What More is Happening in the Interview: The Potential of Oral History in the Peaceful Resolution of Conflict
A Public Humanities Professional Workshop, with Jill Strauss, Educator and Independent Facilitator
The concept of oral history as human rights based is well established. Likewise, it is well documented that telling one's story can be cathartic and even transformative for the narrator. However, the benefits of deep listening for the listener are less discussed in oral history literature. From peace and conflict theory and practice we know that active listening engenders empathy, trust and humanizes 'the other' at the same time as being heard makes the speaker feel validated and therefore more willing to listen to other perspectives. This workshop will consider the intersections of oral history interviewing and conflict resolution skills building in a case study of my doctoral fieldwork integrating oral history, conflict resolution and visual art in post-violent-conflict Northern Ireland. Following this, workshop participants will then try out the listening and paraphrasing skills activities through storytelling exercises that have been adapted from conflict resolution trainings. What best practices of each methodology support the other and how can we extend this learning from our professional to our personal lives and vice versa?

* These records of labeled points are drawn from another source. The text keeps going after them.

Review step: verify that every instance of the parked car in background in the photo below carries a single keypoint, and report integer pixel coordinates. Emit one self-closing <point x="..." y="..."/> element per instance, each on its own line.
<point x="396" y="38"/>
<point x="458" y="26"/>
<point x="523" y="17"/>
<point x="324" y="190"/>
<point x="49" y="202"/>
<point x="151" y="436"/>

About the Facilitator: Jill Strauss completed her PhD from the University of Ulster in Northern Ireland in December 2010. Prior to this, she earned a Master of Education in Peace Education and Conflict Resolution from Columbia University Teachers College. She has worked as an educator and facilitator on interreligious / interethnic relations, human rights and non-violence for many years and this past summer she trained youth interns to do oral history interviewing at the Museum for African Art in New York City. Currently, Jill is teaching 'Sociology of Conflict' (in which students do oral histories) and 'Making Peace: Putting Theory into Practice' at the City University of New York John Jay College of Criminal Justice.